UPS feeder driver hazmat practice endorsement pictures free tool
A feeder or line-haul driver who moves hazardous materials in placarded amounts needs the hazmat (H) endorsement, and the visual part of that is recognizing the nine hazard-class placards. The pictures to study are the nine classes by color, symbol, and number, plus the common look-alikes. Whether any given route needs the endorsement depends on the freight.
The endorsement depends on the freight
A feeder or line-haul driver, moving trailers between hubs, needs the hazmat (H) endorsement when the loads include hazardous materials in placarded amounts. If the trailers carry only ordinary non-hazmat freight, the endorsement is not required. So the first question is always what the loads actually contain.
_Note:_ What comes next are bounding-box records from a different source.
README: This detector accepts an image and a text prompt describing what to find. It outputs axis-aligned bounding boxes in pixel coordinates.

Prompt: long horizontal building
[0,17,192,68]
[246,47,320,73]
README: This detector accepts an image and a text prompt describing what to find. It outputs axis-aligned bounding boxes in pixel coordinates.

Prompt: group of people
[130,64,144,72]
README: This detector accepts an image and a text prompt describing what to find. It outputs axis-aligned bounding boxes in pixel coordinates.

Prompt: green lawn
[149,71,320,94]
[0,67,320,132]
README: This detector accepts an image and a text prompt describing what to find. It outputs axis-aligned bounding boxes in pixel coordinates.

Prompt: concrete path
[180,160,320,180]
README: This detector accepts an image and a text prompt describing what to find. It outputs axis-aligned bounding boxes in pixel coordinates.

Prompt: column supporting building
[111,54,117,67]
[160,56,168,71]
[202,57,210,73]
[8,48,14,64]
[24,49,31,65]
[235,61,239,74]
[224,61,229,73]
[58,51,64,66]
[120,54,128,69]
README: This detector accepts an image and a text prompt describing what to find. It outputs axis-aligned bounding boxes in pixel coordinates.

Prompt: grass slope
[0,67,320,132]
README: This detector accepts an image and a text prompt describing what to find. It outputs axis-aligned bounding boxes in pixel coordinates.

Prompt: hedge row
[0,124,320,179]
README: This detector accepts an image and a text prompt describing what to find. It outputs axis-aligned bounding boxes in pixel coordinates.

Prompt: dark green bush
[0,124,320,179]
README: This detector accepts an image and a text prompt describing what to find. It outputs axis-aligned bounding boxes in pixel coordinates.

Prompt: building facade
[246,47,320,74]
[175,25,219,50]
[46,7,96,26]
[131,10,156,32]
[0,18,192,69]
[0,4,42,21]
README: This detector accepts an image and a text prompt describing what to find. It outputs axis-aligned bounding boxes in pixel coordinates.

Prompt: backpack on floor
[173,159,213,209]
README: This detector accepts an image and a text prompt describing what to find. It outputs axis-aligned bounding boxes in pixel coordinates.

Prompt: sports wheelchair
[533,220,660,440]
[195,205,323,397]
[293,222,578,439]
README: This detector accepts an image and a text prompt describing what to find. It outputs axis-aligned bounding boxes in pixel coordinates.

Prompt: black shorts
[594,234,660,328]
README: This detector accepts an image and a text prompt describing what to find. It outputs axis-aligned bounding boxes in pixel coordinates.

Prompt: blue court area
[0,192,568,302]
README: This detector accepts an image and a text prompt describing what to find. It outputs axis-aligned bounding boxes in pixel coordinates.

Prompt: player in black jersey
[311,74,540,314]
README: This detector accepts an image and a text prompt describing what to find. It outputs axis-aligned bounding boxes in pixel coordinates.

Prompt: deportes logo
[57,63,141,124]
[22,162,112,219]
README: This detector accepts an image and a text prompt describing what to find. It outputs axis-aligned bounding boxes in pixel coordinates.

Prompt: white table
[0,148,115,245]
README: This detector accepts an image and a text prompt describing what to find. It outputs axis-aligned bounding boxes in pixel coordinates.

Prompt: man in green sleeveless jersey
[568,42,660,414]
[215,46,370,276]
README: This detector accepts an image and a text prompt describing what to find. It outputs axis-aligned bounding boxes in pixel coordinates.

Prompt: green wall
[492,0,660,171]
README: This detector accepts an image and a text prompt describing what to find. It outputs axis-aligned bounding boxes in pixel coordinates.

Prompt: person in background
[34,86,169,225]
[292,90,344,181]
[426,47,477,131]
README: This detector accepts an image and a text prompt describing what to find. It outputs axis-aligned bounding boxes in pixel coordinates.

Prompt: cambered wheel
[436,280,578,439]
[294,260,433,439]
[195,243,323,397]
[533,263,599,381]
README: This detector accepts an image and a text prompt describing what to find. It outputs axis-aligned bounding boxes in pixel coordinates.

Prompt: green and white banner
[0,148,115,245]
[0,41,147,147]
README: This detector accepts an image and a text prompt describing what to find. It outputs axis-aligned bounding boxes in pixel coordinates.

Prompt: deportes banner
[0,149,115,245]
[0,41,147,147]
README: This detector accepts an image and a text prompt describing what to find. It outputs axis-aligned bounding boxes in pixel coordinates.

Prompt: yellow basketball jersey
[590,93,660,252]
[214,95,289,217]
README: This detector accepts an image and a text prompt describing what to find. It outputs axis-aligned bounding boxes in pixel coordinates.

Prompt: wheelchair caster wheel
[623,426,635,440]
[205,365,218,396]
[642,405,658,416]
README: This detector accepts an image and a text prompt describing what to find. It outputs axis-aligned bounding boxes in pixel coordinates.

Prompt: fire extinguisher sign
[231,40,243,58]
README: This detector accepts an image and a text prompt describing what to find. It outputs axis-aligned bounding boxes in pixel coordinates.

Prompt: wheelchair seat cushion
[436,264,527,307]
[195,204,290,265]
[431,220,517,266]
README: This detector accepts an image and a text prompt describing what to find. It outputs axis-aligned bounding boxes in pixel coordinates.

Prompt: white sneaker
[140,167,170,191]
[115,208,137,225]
What the visual study covers
For the hazmat endorsement, the visual portion is placard recognition: identifying the nine hazard classes by their color, symbol, and class number. The pictures to practice are exactly those nine class diamonds, plus the divisions and the look-alikes. That is the same recognition skill regardless of which company you drive for.
The pictures to learn
The recognition set:
| Class | Color | Hazard |
|---|---|---|
| 1 | Orange | Explosives |
| 2 | Red / green / white | Gases |
| 3 | Red | Flammable liquids |
| 4 | Red-white / red / blue | Flammable solids, dangerous when wet |
| 5 | Yellow | Oxidizers |
| 6 | White | Poison |
| 7 | Yellow over white | Radioactive |
| 8 | White over black | Corrosives |
| 9 | White, black stripes | Miscellaneous |
The nine classes are the pictures to study. Confirm what your state tests in your manual.
Focus on the look-alikes
Beyond the nine, spend extra time on the pairs that get confused: Class 8 versus Class 9 (both black and white), poison 6.1 versus toxic gas 2.3 (both white with a skull), and the three Class 2 gas divisions (red, green, white). Those are where points are most often lost, so they reward practice.
How to prepare and verify
Drill the nine class diamonds by color, symbol, and number, then the look-alikes, using picture-based practice since the test is visual. For whether your specific routes require the hazmat endorsement and exactly what your state tests, confirm with your carrier, your state licensing authority, and your official CDL manual.
Frequently asked questions
- Does a feeder or line-haul driver need a hazmat endorsement?
- Yes, if the trailers carry hazardous materials in placarded amounts. The visual study is the nine hazard-class placards. If the loads are non-hazmat, the endorsement is not required. Confirm with the carrier and your state.
- What placard pictures should I study?
- The nine hazard classes by color, symbol, and number, plus the divisions and the look-alikes (Class 8 vs 9, poison vs toxic gas, the Class 2 gases). That is the visual recognition the test rewards.
- Is the hazmat endorsement the same across companies?
- Yes. The endorsement and its placard recognition are standardized; they do not depend on the employer. Whether a given route needs it depends on the freight, not the company.